Two-thirds of those surveyed said their monthly electricity payments have gone up in the past year, with nearly a quarter of respondents saying they had increased by "a lot." More than 40% of people said they are now paying between $101-$200 per month for electricity.
As Common Dreams reported last November, Trump's demand for AI companies to build massive, energy-sucking data centers in communities across the US has been linked to rising costs of consumers, with the average overdue balance on utility bills surging by 32% in the last three years and states with high concentrations of AI data centers seeing electricity prices skyrocket by as much as 16% from 2024-25.
Sixty percent of respondents told Data for Progress and Groundwork Collaborative that the energy demand of large commercial users like AI data centers is to blame for higher consumer prices, and the same percentage of people also blamed high compensation for utility company executives. Sixty-three percent of those polled said high profits for utility companies and their investors were to blame.
Joint Economic Committee Democrats revealed Tuesday that the average annual US electric bill increased by $110 last year.
A 2022 analysis by Accountable.US found that the nine largest US energy utility companies raked in nearly $14 billion in combined profits in the first three quarters of that year and handed out $11 billion to shareholders while tens of millions of households struggled with rising utility bills.
Nearly 60% of the 1,149 people polled by the two progressive think tanks also said the public sector must take a leadership role on providing energy, "because the public sector doesn't collect profits and can pass on savings to customers," and 60% said the public sector should be responsible for upgrading and modernizing the electric grid because it is a "public resource that should serve all Americans equally, not generate profits for shareholders."

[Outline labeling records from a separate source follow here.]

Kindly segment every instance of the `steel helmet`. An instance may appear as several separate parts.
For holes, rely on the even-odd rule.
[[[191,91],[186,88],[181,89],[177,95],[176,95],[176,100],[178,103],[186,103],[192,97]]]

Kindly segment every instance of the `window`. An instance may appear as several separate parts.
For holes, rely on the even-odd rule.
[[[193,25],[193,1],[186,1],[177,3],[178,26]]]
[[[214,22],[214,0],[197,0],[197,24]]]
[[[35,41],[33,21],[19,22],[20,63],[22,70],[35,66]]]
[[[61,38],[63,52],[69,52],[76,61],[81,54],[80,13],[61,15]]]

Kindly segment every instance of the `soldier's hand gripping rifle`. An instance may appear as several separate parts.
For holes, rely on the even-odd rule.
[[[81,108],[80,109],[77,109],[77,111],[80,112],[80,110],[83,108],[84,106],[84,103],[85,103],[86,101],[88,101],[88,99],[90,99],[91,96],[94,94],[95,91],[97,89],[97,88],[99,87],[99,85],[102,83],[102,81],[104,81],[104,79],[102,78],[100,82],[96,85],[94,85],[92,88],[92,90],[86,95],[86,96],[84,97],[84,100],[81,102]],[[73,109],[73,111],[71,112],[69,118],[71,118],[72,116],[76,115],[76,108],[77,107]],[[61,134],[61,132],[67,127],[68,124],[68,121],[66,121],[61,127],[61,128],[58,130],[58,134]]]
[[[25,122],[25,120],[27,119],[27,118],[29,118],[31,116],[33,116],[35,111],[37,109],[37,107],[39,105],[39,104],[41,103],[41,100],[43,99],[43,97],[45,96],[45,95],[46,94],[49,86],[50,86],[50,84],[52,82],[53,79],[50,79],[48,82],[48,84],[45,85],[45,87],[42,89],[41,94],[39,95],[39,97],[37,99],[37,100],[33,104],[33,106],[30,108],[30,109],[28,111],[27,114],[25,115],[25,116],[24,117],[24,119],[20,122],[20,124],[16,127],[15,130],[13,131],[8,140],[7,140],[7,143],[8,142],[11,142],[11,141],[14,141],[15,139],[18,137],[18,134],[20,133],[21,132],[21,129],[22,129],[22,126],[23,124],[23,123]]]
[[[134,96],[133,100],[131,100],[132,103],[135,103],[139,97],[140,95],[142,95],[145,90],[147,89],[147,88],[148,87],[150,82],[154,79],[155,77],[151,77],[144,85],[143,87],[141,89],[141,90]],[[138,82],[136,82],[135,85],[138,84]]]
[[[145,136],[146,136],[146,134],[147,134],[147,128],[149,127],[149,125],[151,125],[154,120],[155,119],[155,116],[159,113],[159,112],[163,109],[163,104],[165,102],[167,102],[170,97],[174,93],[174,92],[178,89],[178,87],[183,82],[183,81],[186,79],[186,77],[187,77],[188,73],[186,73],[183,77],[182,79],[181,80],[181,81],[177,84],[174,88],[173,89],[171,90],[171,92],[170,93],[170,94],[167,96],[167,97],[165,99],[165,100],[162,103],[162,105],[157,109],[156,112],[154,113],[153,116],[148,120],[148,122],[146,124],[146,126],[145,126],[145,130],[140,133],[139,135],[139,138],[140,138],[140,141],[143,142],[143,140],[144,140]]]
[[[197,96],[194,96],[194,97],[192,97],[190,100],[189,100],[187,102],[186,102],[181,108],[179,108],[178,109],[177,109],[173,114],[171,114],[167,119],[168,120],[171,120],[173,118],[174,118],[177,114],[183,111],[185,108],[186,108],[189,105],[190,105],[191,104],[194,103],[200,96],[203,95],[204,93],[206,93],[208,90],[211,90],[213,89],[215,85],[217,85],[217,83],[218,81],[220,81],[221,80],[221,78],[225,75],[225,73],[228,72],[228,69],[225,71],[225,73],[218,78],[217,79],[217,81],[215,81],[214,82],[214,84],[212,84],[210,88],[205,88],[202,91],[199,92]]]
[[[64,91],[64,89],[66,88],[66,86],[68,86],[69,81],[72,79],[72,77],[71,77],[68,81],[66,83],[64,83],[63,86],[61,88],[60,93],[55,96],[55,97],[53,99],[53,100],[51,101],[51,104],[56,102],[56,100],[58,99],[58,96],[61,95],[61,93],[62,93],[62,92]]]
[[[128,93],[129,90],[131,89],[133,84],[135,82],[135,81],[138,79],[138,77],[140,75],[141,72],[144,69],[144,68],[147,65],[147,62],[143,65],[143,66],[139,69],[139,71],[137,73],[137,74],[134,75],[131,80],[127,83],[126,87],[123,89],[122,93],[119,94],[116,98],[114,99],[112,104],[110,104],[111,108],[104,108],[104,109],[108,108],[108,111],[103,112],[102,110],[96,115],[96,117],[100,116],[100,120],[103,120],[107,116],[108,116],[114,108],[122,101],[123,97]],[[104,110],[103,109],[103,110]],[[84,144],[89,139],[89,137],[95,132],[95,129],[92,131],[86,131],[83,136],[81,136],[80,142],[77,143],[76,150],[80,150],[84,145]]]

Alex Jacquez, chief of policy and advocacy for Groundwork and a former Biden administration official, said the poll revealed that "the people believe in public power."
The groups also polled respondents on their opinions of "energy superusers," including cryptocurrency companies, AI data centers, and AI firms.
Crypto companies were the least popular, with 54% disapproving compared to 26% who approved. Voters disapproved of AI data centers by a 16-point margin and AI companies in general by an 8-point margin.
Nearly two-thirds said they believe new AI data centers would raise their energy costs, and voters across the political spectrum opposed new data centers in their communities.
Grassroots efforts have taken off in states including Michigan, Wisconsin, and New Jersey as community members have rejected the construction of data centers on the grounds that they would consume massive amounts of water as well as electricity, threaten jobs, and take up space that could otherwise be used for affordable housing and small businesses.
"Voters feel ripped off by the corporations who hold their utilities hostage and are calling on lawmakers to put an end to the profiteering racket," said Pancotti. "It’s time for regulators and policymakers to answer the call to protect working families from predatory utility corporations and Big Tech.”